Immediate First Aid for Second-Degree Burns
Immediate first aid focuses on stopping the burning process. Immerse the affected area in cool, running water for 10 to 15 minutes to lower skin temperature, prevent worsening, and alleviate pain. Use cool water, not cold water or ice, to avoid further tissue damage or hypothermia.
Gently remove jewelry or clothing near the burn, unless stuck, before swelling begins. After cooling, gently clean the burn with mild soap and water to remove contaminants and prepare for dressing.
Do not intentionally pop blisters; they provide a natural barrier against infection. If a blister breaks, cover the area to prevent infection. After cleaning, loosely cover the burn with a sterile, non-stick bandage to prevent infection and minimize rubbing.
Ongoing Care and Healing at Home
After initial first aid, consistent care supports healing. Gently clean the burn daily with mild soap and water. Pat the area dry with a clean cloth or gauze.
To maintain a moist healing environment, apply petroleum jelly or antibiotic ointment to a non-stick dressing before placing it on the burn. Change dressings at least daily, or more often if wet or soiled, to maintain hygiene. If a dressing sticks, soak it in warm water for removal.
Over-the-counter pain relievers (e.g., acetaminophen, ibuprofen) can help manage discomfort. Monitor for infection signs: increased redness, swelling, persistent pain, pus-like discharge, or foul odor. A fever (above 38°C or 100.4°F) also indicates infection. Protect newly healed skin from injury or sun exposure, as it is sensitive.
When to Seek Professional Medical Care
While many minor second-degree burns are manageable at home, some require professional medical attention. Seek evaluation for burns larger than 3 inches or the size of a palm, or those on sensitive areas like the face, hands, feet, joints, or groin.

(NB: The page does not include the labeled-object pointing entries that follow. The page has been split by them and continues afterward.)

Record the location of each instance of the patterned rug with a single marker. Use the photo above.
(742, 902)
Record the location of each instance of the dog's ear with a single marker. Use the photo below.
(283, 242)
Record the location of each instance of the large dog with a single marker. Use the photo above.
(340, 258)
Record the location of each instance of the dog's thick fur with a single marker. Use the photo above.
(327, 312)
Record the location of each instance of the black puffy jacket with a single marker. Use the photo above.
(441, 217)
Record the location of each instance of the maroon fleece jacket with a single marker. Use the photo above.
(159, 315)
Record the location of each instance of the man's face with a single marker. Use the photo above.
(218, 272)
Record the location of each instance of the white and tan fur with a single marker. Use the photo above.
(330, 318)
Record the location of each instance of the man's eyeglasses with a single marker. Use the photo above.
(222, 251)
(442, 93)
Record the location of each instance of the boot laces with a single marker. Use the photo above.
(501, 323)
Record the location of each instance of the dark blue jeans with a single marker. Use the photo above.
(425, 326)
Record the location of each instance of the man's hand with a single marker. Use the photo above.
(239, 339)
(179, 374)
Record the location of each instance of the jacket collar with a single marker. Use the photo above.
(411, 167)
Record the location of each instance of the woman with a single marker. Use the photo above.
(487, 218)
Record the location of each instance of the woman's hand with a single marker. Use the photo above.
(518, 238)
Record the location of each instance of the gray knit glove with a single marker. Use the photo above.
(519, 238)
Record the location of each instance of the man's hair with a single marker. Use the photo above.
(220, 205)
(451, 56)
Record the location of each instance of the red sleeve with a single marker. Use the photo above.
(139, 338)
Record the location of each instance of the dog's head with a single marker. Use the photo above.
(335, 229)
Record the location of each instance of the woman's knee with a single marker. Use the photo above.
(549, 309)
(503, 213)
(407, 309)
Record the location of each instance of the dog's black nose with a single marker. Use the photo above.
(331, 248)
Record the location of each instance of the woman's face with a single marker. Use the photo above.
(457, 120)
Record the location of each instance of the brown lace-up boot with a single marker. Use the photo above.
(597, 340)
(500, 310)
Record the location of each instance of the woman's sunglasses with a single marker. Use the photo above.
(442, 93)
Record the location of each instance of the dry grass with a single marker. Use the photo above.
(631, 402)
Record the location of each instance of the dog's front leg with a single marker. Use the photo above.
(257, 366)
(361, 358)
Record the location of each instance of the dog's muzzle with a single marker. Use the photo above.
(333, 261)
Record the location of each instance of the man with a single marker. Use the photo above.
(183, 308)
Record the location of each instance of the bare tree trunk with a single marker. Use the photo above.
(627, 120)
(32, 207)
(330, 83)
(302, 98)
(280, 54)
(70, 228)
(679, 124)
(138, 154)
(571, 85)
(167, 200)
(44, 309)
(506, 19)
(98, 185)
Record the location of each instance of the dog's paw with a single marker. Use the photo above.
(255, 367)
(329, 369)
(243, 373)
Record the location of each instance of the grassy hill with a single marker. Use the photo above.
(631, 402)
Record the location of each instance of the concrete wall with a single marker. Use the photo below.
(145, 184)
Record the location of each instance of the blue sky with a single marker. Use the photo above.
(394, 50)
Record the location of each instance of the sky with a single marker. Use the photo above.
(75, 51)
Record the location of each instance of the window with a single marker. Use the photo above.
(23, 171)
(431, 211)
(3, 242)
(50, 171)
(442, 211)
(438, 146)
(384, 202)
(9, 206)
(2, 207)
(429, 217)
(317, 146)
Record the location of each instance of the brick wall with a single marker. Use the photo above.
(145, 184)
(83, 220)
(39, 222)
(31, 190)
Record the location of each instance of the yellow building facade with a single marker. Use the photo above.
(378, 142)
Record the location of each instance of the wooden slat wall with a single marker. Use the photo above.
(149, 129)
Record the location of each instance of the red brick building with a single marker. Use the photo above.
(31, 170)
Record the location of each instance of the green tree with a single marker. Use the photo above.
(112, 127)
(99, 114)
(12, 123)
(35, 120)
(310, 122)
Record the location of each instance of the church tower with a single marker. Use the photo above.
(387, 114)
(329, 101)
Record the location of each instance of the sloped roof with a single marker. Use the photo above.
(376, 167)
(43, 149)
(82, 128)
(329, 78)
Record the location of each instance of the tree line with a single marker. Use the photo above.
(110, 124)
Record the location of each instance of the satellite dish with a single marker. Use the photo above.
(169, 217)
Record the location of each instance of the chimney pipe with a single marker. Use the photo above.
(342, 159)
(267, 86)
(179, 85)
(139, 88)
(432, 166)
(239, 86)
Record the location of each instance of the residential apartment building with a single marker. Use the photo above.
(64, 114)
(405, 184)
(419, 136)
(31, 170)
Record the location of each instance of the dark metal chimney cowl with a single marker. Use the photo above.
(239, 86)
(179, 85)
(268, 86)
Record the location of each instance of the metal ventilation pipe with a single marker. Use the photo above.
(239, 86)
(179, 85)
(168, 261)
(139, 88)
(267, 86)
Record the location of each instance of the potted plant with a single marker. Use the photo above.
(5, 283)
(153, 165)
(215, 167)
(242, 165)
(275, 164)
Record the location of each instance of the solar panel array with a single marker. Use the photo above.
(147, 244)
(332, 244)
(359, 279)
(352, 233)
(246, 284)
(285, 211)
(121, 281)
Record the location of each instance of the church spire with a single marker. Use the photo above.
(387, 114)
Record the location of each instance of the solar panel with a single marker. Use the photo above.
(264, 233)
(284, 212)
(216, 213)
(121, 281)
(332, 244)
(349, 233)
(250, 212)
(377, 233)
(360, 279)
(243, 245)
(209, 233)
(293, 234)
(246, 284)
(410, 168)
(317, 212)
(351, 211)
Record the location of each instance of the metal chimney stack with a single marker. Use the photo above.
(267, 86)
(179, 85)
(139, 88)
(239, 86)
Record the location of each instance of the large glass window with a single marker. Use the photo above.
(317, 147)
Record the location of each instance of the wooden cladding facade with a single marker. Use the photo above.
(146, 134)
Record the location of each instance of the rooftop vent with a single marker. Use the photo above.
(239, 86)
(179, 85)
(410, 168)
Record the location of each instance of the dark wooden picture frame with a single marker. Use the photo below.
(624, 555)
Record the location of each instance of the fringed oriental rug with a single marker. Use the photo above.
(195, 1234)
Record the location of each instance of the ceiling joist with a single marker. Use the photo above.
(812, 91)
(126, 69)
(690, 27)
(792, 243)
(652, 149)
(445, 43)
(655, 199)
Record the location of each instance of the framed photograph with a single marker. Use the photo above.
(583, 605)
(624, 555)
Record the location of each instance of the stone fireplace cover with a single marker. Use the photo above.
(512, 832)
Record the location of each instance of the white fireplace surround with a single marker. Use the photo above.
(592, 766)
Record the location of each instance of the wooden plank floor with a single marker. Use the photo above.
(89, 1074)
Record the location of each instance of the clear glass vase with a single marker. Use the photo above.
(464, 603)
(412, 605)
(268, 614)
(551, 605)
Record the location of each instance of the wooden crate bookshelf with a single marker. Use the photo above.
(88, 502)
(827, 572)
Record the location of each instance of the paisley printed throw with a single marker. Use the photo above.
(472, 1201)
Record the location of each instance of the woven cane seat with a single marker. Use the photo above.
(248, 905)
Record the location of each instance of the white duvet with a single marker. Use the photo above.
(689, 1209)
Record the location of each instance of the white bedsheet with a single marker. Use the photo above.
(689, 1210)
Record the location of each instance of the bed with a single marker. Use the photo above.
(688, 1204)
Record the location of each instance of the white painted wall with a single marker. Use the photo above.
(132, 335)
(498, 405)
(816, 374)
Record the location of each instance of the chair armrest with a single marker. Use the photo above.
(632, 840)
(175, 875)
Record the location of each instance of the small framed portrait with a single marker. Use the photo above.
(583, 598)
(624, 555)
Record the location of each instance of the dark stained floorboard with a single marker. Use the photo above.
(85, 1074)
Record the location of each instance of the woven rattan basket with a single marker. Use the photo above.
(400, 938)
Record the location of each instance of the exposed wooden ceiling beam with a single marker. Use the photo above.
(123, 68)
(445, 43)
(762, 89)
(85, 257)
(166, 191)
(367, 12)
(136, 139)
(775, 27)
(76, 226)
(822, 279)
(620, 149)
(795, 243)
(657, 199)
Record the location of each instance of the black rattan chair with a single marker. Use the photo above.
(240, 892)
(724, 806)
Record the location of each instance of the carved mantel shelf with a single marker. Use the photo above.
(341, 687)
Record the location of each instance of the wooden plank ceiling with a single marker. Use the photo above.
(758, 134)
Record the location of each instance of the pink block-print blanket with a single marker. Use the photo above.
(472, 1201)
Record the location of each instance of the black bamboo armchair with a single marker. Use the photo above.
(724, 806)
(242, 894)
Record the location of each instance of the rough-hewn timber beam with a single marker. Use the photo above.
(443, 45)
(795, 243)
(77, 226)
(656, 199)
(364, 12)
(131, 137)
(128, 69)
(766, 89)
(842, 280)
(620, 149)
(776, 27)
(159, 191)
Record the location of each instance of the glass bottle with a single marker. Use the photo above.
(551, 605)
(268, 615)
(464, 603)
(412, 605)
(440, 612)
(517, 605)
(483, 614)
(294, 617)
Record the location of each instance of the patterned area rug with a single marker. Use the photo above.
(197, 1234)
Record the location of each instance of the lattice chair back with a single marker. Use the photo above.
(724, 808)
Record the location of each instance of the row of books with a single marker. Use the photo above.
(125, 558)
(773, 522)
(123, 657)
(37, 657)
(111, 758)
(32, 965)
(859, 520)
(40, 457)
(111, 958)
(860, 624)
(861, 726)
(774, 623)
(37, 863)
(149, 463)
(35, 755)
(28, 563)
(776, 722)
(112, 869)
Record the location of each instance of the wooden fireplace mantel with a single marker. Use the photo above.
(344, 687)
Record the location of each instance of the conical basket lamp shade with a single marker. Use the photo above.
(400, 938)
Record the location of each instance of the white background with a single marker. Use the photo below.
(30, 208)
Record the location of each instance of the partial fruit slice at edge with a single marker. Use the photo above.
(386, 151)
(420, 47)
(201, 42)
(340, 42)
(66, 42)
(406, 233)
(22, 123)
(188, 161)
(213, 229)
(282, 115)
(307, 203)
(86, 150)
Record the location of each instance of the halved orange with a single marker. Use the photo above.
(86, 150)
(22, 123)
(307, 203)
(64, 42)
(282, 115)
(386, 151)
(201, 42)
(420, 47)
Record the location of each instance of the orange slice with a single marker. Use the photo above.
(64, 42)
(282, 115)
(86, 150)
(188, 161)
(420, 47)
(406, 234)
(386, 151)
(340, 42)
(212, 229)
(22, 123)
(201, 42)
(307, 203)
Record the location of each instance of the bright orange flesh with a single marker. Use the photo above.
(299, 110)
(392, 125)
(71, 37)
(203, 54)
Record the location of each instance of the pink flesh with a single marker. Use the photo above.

Any burn showing signs of infection (increased redness, swelling, pus, foul odor, or fever) needs prompt medical care. Also assess burns causing persistent severe pain despite over-the-counter medication. Very young children, elderly individuals, or those with underlying health conditions (e.g., diabetes, compromised immune system) should see a doctor due to increased complication risk.
Chemical or electrical burns always require immediate medical evaluation, regardless of apparent size or depth, as they can cause deeper, unseen damage. A medical professional can assess severity, prevent complications, and provide specialized treatment.